Только всей и причины было со стороны отца Платона, а Гапочка была впечатлительна, особенно в новом, чутком состоянии своего организма, и стала горько плакать; но, как скрытная малороссиянка, она ни за что не хотела сказать, о чем плачет. Степан Иванович сам о всем доведался: люди видели, как священник говорил с Гапкою, и донесли пану, а тот сейчас потребовал своего духовного отца к себе на исповедь и говорит ему:

– Что такое ты насказал Гапци?

Священник не мог решиться сказать, что он говорил девушке, и говорит:

– Не помню.

Вишневский взбесился и заорал:

– Ага!.. я теперь тебя знаю: это ты сам до нее мазавься… Ты думал, що вона мене на тебя змiняе?

– Что вы, что вы, ваша милость…

– Нечего «моя милость». Моя милость только тем тебя помилует, что, как духовный сын твой, я бить тебя не велю, а пускай тебя уберут, як слiд, и проведут по селу, шоб бачили, якш ты паскудник…

Несчастного взяли, раздели, всунули его в рогожный куль, из которого была выставлена в прорез одна голова, и в волосы ему насыпали пуху и в таком виде провели по всему селу.
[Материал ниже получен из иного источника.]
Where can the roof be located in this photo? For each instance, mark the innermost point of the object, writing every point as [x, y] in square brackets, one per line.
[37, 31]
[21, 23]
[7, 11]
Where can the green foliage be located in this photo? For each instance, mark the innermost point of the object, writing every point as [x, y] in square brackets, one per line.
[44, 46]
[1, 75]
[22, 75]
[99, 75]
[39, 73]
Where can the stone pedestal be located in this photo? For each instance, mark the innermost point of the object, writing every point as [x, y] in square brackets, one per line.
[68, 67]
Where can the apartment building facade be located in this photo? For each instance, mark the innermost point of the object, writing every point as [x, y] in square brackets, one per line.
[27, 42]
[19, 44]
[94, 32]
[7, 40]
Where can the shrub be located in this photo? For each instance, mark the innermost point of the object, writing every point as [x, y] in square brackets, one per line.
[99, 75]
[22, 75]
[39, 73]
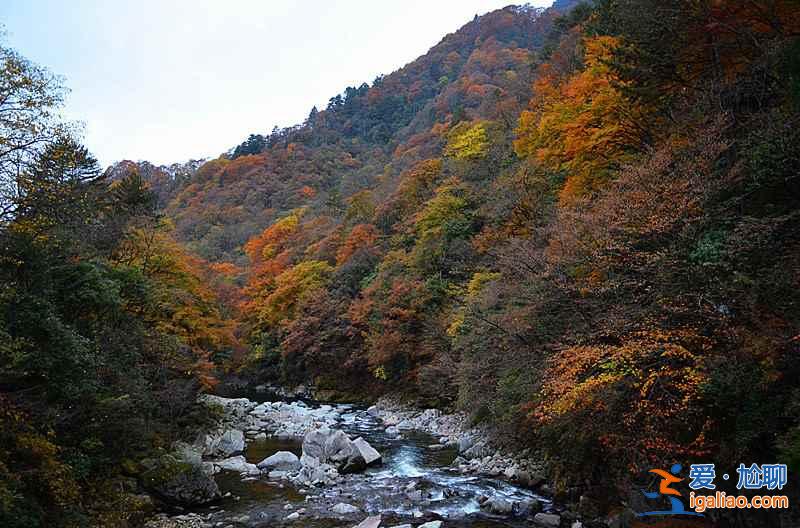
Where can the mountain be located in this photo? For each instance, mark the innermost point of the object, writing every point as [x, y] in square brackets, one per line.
[365, 137]
[579, 226]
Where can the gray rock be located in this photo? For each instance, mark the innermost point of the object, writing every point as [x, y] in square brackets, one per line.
[479, 450]
[405, 425]
[281, 461]
[498, 505]
[370, 455]
[370, 522]
[548, 520]
[334, 447]
[528, 506]
[238, 464]
[225, 443]
[344, 509]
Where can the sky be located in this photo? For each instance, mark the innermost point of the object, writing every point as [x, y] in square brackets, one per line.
[172, 80]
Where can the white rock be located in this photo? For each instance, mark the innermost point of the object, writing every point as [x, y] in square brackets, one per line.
[281, 461]
[344, 509]
[369, 453]
[549, 520]
[370, 522]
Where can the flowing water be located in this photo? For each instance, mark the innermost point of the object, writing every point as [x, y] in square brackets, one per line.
[415, 483]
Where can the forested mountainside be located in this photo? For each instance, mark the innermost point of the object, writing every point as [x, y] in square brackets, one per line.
[580, 225]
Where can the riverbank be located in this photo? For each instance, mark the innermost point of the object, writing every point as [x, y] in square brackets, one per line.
[299, 463]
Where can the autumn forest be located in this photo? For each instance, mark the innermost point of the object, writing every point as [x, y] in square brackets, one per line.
[580, 225]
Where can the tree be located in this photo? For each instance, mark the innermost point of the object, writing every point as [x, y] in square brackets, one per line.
[29, 99]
Священник ездил, жаловался, просил перевода и получил его, без всяких, впрочем, неудобных для Степана Ивановича последствий.

Отмщение ему воздал сам обиженный священник, но отмщение смешное и очень позднее. Оно открылось через много лет, когда Степан Иванович задумал выдавать замуж одну из своих дочерей. Тогда потребовалась выпись из метрических книг, и там неожиданно нашли глупую и совершенно бессмысленную запись по подчищенному, что такого-то Степана Ивановича и законной жены его родилась незаконная дочь такая-то…

Это было бессмысленно и серьезного вреда Степану Ивановичу причинить не могло, но это его ужасно сконфузило. Как, с ним – и осмелились отшутить такую шутку!.. И кто же? – поп! И притом – он останется неотомщенным… потому что отец Платон раньше этого волею божиею умер.